Posted: March 01, 2009
Q1 real estate report: Second homes on hold
Mountain resort sales have plummeted, but prices haven'tDavid Lewis
Here’s a quick quiz for avid ColoradoBiz readers. Which of the following does not belong: a) the Fall of Carthage; b) the Rape of the Sabines; c) the Chicago Fire; d) the Hindenburg Disaster; e) Hurricane Andrew; f) Hurricane Katrina; g) the Colorado second-home market?
You are correct. The answer is g).
It was no fun being a Sabine or a Carthaginian, it got awfully hot in Chicago and on the Hindenburg, and awfully wet under Andrew and Katrina. Similarly, the state’s second-home market has become terrifically cold and terribly dry. But it appears to be short of a full-blown disaster.

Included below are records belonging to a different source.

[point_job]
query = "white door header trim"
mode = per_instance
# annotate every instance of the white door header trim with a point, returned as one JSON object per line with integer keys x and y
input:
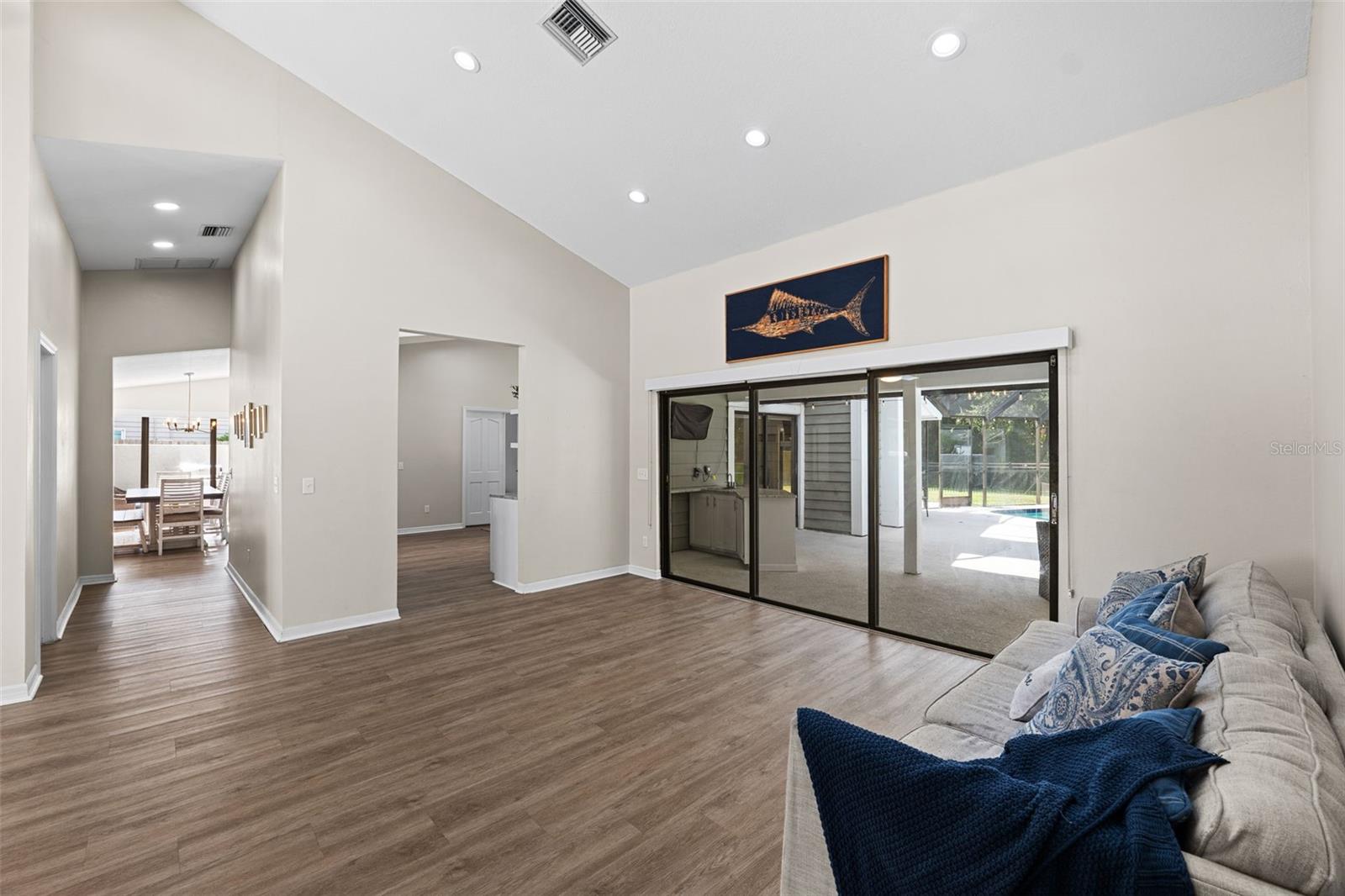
{"x": 860, "y": 362}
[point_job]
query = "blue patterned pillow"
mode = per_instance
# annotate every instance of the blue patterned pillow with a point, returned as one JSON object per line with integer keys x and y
{"x": 1149, "y": 602}
{"x": 1125, "y": 589}
{"x": 1170, "y": 793}
{"x": 1107, "y": 677}
{"x": 1169, "y": 643}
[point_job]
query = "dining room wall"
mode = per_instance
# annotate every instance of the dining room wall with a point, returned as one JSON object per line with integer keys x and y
{"x": 255, "y": 501}
{"x": 435, "y": 381}
{"x": 132, "y": 313}
{"x": 374, "y": 237}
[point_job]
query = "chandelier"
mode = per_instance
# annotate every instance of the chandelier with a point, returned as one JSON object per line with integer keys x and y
{"x": 192, "y": 425}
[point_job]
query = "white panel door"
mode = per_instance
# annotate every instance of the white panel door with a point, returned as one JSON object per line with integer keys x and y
{"x": 892, "y": 463}
{"x": 483, "y": 463}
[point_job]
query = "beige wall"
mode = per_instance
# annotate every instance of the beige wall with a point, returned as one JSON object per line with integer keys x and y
{"x": 376, "y": 239}
{"x": 1177, "y": 255}
{"x": 54, "y": 313}
{"x": 132, "y": 313}
{"x": 40, "y": 293}
{"x": 1327, "y": 163}
{"x": 435, "y": 381}
{"x": 255, "y": 519}
{"x": 208, "y": 398}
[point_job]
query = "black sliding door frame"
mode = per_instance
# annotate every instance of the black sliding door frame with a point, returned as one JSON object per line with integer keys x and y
{"x": 873, "y": 398}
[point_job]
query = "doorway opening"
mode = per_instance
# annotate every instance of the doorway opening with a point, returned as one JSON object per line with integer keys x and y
{"x": 456, "y": 466}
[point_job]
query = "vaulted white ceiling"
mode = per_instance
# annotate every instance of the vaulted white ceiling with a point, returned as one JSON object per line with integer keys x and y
{"x": 861, "y": 116}
{"x": 107, "y": 195}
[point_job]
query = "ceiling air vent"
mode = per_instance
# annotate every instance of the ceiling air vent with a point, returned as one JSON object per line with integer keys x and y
{"x": 578, "y": 30}
{"x": 165, "y": 264}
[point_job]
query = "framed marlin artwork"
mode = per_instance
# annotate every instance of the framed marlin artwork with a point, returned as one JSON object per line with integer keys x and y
{"x": 845, "y": 306}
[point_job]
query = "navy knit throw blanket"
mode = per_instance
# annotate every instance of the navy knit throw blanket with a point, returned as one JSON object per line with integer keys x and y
{"x": 1062, "y": 813}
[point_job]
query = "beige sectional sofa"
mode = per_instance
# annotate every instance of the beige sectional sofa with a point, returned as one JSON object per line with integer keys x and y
{"x": 1270, "y": 821}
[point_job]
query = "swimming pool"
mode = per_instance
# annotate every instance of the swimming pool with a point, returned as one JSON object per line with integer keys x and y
{"x": 1031, "y": 513}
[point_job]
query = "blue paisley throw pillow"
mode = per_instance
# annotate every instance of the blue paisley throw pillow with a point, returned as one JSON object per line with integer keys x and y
{"x": 1125, "y": 589}
{"x": 1109, "y": 677}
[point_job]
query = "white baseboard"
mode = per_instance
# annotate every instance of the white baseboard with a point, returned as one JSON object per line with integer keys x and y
{"x": 255, "y": 602}
{"x": 103, "y": 579}
{"x": 24, "y": 692}
{"x": 416, "y": 530}
{"x": 329, "y": 626}
{"x": 564, "y": 582}
{"x": 296, "y": 633}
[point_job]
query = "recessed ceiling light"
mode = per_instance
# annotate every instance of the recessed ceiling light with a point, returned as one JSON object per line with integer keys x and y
{"x": 947, "y": 44}
{"x": 466, "y": 61}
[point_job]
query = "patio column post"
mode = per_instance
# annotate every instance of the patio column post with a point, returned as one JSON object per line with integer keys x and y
{"x": 912, "y": 472}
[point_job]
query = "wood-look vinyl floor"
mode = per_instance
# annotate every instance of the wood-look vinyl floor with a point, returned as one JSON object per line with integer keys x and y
{"x": 623, "y": 736}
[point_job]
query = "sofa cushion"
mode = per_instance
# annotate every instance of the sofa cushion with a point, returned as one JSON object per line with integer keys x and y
{"x": 1259, "y": 638}
{"x": 1247, "y": 589}
{"x": 1037, "y": 643}
{"x": 1107, "y": 678}
{"x": 979, "y": 705}
{"x": 1035, "y": 687}
{"x": 1320, "y": 651}
{"x": 1277, "y": 810}
{"x": 1192, "y": 567}
{"x": 952, "y": 743}
{"x": 1177, "y": 613}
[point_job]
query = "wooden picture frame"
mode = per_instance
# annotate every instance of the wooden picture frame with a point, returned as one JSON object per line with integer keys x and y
{"x": 837, "y": 307}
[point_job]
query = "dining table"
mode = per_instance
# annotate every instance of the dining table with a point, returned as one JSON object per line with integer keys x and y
{"x": 148, "y": 498}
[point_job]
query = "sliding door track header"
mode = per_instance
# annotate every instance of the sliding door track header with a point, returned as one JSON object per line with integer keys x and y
{"x": 860, "y": 362}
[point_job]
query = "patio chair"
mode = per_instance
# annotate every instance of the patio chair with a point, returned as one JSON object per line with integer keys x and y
{"x": 127, "y": 515}
{"x": 217, "y": 510}
{"x": 181, "y": 513}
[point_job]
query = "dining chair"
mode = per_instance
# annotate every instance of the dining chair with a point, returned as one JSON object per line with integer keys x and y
{"x": 127, "y": 515}
{"x": 219, "y": 509}
{"x": 182, "y": 512}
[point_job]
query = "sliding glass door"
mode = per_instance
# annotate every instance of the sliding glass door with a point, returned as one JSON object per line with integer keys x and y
{"x": 705, "y": 508}
{"x": 811, "y": 499}
{"x": 965, "y": 483}
{"x": 918, "y": 501}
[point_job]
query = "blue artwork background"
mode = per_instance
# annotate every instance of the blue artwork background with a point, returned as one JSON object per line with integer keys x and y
{"x": 834, "y": 288}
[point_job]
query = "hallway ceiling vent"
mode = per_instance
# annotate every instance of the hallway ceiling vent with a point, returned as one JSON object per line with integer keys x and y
{"x": 182, "y": 264}
{"x": 582, "y": 33}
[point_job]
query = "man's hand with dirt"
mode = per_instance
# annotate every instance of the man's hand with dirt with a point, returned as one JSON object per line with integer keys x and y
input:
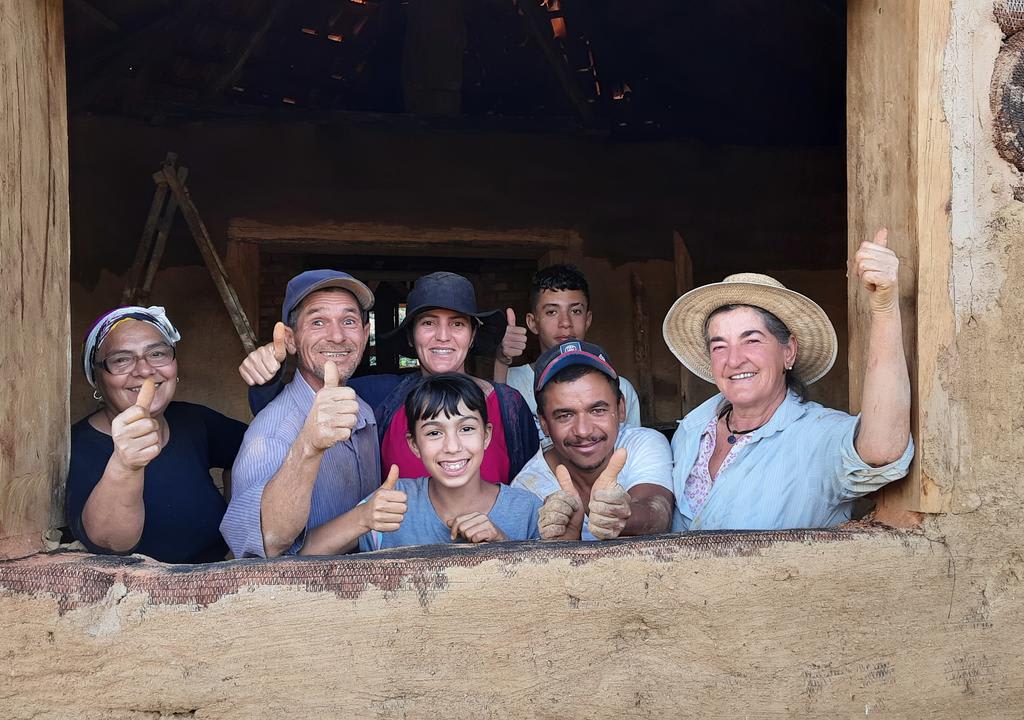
{"x": 264, "y": 363}
{"x": 561, "y": 514}
{"x": 609, "y": 503}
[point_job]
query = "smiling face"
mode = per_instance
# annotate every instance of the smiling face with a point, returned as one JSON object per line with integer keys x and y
{"x": 582, "y": 418}
{"x": 748, "y": 362}
{"x": 442, "y": 339}
{"x": 559, "y": 315}
{"x": 452, "y": 448}
{"x": 134, "y": 338}
{"x": 328, "y": 327}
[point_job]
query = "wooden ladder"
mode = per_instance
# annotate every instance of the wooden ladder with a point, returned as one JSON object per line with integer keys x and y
{"x": 171, "y": 195}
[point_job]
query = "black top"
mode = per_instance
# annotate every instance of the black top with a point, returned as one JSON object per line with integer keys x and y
{"x": 183, "y": 507}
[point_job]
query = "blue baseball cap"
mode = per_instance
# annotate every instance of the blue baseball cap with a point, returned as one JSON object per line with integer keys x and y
{"x": 303, "y": 284}
{"x": 570, "y": 352}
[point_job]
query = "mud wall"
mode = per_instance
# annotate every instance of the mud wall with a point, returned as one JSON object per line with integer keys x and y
{"x": 737, "y": 208}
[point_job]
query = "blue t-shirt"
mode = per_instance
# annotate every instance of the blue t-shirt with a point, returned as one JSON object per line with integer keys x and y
{"x": 183, "y": 507}
{"x": 514, "y": 512}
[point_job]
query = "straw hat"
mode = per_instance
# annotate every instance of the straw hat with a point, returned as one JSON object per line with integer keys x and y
{"x": 683, "y": 327}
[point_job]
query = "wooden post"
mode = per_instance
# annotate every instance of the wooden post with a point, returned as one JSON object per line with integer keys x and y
{"x": 641, "y": 346}
{"x": 432, "y": 57}
{"x": 899, "y": 176}
{"x": 684, "y": 283}
{"x": 35, "y": 322}
{"x": 213, "y": 263}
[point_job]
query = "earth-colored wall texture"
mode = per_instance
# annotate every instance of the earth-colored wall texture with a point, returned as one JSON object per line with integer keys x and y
{"x": 860, "y": 623}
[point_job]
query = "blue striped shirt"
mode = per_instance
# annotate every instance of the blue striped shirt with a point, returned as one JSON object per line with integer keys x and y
{"x": 799, "y": 470}
{"x": 348, "y": 472}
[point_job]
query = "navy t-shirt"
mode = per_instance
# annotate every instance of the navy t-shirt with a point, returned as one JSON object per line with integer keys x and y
{"x": 183, "y": 507}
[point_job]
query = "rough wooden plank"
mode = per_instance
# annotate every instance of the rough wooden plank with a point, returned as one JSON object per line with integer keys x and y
{"x": 539, "y": 24}
{"x": 144, "y": 248}
{"x": 35, "y": 250}
{"x": 897, "y": 177}
{"x": 212, "y": 260}
{"x": 641, "y": 346}
{"x": 163, "y": 233}
{"x": 382, "y": 234}
{"x": 684, "y": 283}
{"x": 228, "y": 75}
{"x": 242, "y": 262}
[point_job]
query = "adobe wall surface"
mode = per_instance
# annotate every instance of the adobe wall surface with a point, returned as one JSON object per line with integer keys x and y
{"x": 856, "y": 624}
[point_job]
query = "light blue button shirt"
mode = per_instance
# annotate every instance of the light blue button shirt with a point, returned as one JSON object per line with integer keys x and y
{"x": 800, "y": 470}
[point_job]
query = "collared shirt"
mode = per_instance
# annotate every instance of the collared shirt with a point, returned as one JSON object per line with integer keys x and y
{"x": 348, "y": 471}
{"x": 522, "y": 378}
{"x": 648, "y": 461}
{"x": 799, "y": 470}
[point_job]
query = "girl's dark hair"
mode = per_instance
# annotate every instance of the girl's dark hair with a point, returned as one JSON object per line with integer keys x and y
{"x": 442, "y": 393}
{"x": 777, "y": 329}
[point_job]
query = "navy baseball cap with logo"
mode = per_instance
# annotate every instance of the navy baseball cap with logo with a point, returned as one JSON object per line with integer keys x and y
{"x": 568, "y": 353}
{"x": 300, "y": 287}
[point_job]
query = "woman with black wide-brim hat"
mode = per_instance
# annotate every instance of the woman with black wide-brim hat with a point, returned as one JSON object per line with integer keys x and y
{"x": 759, "y": 455}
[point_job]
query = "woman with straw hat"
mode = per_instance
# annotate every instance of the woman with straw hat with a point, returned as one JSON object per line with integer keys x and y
{"x": 759, "y": 455}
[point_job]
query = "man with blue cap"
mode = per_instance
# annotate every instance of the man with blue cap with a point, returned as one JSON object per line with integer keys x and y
{"x": 311, "y": 454}
{"x": 600, "y": 478}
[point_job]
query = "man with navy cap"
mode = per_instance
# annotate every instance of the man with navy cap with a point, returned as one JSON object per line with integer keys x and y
{"x": 311, "y": 454}
{"x": 600, "y": 478}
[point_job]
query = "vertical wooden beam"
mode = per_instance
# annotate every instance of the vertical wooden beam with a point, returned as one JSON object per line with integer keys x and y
{"x": 432, "y": 56}
{"x": 35, "y": 322}
{"x": 899, "y": 176}
{"x": 242, "y": 265}
{"x": 641, "y": 346}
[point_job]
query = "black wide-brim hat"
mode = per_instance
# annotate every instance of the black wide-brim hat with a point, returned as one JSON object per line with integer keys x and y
{"x": 450, "y": 292}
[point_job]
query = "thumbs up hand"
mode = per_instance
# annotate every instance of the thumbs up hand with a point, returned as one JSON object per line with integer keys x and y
{"x": 386, "y": 508}
{"x": 609, "y": 503}
{"x": 261, "y": 365}
{"x": 334, "y": 414}
{"x": 135, "y": 434}
{"x": 878, "y": 268}
{"x": 561, "y": 514}
{"x": 514, "y": 342}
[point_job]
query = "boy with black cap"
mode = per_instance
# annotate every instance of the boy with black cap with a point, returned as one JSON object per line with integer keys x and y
{"x": 599, "y": 479}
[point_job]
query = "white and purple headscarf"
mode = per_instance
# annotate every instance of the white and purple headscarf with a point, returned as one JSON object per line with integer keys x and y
{"x": 154, "y": 314}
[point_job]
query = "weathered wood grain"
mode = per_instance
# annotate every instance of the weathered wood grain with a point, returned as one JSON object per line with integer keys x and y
{"x": 35, "y": 351}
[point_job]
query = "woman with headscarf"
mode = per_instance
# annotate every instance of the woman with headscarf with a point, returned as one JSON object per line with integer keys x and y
{"x": 759, "y": 455}
{"x": 139, "y": 478}
{"x": 440, "y": 328}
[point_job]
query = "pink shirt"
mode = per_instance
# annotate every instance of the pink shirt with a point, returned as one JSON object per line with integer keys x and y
{"x": 394, "y": 449}
{"x": 699, "y": 481}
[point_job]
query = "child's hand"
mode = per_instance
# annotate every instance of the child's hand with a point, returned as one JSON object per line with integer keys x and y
{"x": 476, "y": 527}
{"x": 561, "y": 514}
{"x": 386, "y": 508}
{"x": 609, "y": 503}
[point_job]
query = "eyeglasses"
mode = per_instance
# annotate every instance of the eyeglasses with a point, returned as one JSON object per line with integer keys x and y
{"x": 124, "y": 363}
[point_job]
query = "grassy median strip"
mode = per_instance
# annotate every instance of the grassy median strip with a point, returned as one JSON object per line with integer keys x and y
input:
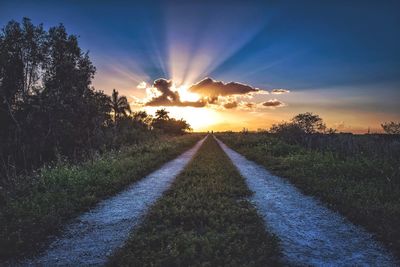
{"x": 365, "y": 189}
{"x": 33, "y": 212}
{"x": 203, "y": 219}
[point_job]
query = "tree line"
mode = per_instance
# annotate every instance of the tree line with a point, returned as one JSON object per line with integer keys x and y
{"x": 49, "y": 108}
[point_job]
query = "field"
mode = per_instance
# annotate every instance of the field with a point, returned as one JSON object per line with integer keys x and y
{"x": 205, "y": 214}
{"x": 39, "y": 206}
{"x": 359, "y": 176}
{"x": 204, "y": 219}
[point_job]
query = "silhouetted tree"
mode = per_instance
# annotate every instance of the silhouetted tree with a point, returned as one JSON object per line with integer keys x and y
{"x": 162, "y": 114}
{"x": 163, "y": 122}
{"x": 47, "y": 104}
{"x": 119, "y": 105}
{"x": 309, "y": 122}
{"x": 391, "y": 127}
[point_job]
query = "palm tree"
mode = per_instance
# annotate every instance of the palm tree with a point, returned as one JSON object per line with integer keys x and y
{"x": 162, "y": 114}
{"x": 119, "y": 105}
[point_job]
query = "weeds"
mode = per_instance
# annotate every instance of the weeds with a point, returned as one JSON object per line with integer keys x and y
{"x": 33, "y": 211}
{"x": 204, "y": 219}
{"x": 360, "y": 184}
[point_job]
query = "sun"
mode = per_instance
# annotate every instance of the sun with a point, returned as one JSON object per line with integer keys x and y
{"x": 200, "y": 119}
{"x": 185, "y": 95}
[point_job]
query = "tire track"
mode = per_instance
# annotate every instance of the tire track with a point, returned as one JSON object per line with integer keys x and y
{"x": 94, "y": 235}
{"x": 310, "y": 233}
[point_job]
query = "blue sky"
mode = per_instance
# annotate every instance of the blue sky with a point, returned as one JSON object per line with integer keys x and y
{"x": 337, "y": 57}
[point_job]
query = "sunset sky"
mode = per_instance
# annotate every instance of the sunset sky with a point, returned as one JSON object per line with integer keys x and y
{"x": 225, "y": 65}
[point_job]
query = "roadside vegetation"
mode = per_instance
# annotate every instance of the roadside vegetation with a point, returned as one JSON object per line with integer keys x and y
{"x": 40, "y": 205}
{"x": 49, "y": 108}
{"x": 63, "y": 144}
{"x": 204, "y": 219}
{"x": 357, "y": 175}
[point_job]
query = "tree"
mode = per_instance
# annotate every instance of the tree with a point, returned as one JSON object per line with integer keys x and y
{"x": 310, "y": 123}
{"x": 391, "y": 127}
{"x": 169, "y": 125}
{"x": 162, "y": 114}
{"x": 119, "y": 105}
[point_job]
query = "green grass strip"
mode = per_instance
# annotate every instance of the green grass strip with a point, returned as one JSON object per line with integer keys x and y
{"x": 57, "y": 194}
{"x": 364, "y": 189}
{"x": 204, "y": 219}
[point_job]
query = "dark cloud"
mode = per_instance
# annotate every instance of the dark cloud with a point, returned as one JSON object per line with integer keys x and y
{"x": 249, "y": 104}
{"x": 273, "y": 103}
{"x": 169, "y": 97}
{"x": 280, "y": 91}
{"x": 230, "y": 105}
{"x": 211, "y": 89}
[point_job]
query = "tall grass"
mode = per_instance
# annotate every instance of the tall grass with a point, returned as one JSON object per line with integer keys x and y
{"x": 204, "y": 219}
{"x": 39, "y": 206}
{"x": 358, "y": 176}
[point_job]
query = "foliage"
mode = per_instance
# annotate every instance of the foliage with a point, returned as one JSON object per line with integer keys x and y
{"x": 391, "y": 127}
{"x": 204, "y": 219}
{"x": 119, "y": 105}
{"x": 48, "y": 108}
{"x": 164, "y": 123}
{"x": 38, "y": 207}
{"x": 357, "y": 175}
{"x": 309, "y": 122}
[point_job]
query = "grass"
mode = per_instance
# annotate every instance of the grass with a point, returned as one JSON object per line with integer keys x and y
{"x": 41, "y": 207}
{"x": 204, "y": 219}
{"x": 364, "y": 188}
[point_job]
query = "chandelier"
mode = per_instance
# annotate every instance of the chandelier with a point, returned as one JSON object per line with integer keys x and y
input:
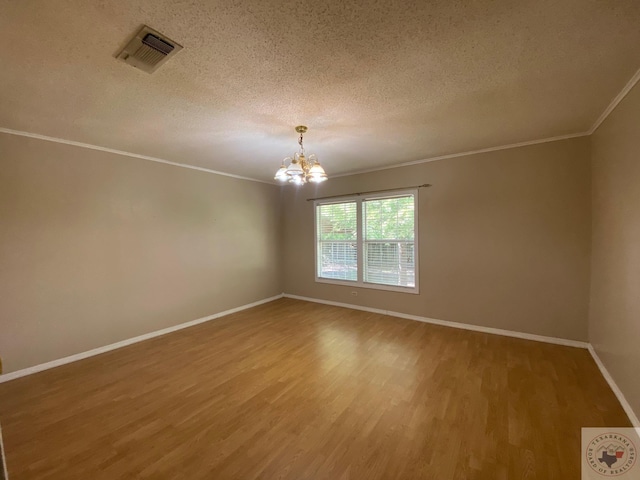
{"x": 301, "y": 169}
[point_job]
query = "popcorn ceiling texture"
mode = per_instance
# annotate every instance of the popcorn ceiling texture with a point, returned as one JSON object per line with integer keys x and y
{"x": 377, "y": 82}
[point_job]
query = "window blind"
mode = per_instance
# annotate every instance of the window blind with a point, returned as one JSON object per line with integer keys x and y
{"x": 337, "y": 249}
{"x": 388, "y": 236}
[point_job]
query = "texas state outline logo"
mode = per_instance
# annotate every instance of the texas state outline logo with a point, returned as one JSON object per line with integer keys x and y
{"x": 610, "y": 452}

Unless, of course, you are a Realtor who can’t quite make it through this particular drought or, perhaps, a desperate seller.
That’s because the Colorado second-home market exhibits welcome signs of hardihood. Mountain resort real estate sales activity has dropped by one-third to one-half, depending on the location. But median prices have — miraculously? — maintained, or almost. For instance, a report released in late January by Land Title Guarantee Co. indicated that the number of Pitkin County real estate deals in 2008 dropped 40 percent from 2007, while the dollar volume of these transactions fell 46 percent. In next-door Garfield County, the number of real estate sales dropped 44 percent to 1,560, while sales dollar volume sank 41 percent. Summit County’s numbers also show a sharp drop in transactions and an increase in the value of the median single-family home. (Pitkin County includes Aspen and Snowmass; Garfield County includes Glenwood Springs and Carbondale; Summit County includes Keystone, Breckenridge and Dillon.)
Villa in Beaver Creek Resort — listed at $4,595,000, with five bedrooms and 5.5 baths. Photo courtesy of Slifer Smith & Frampton Real Estate
The anecdotal evidence supports this notion of near-price stability. Telluride is geographically isolated, and the town also is home to Gen. Norman Schwarzkopf and newcomers Jerry Seinfeld and Kelly Ripa (although Oprah moved out, sob). But it does not appear to be the exception to this rule. Telluride-based Telluride Mountain Real Estate crunched some 2008 numbers and concluded that, “Sales are down; we’re doing half the sales that we did the year before this one,” broker associate Garrett Simon says. “But homes have appreciated, still. We did the numbers, and in the town of Telluride there was almost an $80 per square foot to $90 per square foot price gain. Prices actually went up last year. ”
Current prices also seem to buttress the impression that surviving and/or successful real estate workers are maintaining a collective stiff upper lip. More than that, real estate pros appear to be dwelling somewhere on the Pollyanna-ish side of cautious optimism. Doug Freyschlag is president of Greenwood Village-based Alpine Quarters Inc., which brokers one-quarter shares of mountain properties in Breckenridge, Keystone, Frisco, Copper Mountain, Steamboat Springs, Winter Park and Vail.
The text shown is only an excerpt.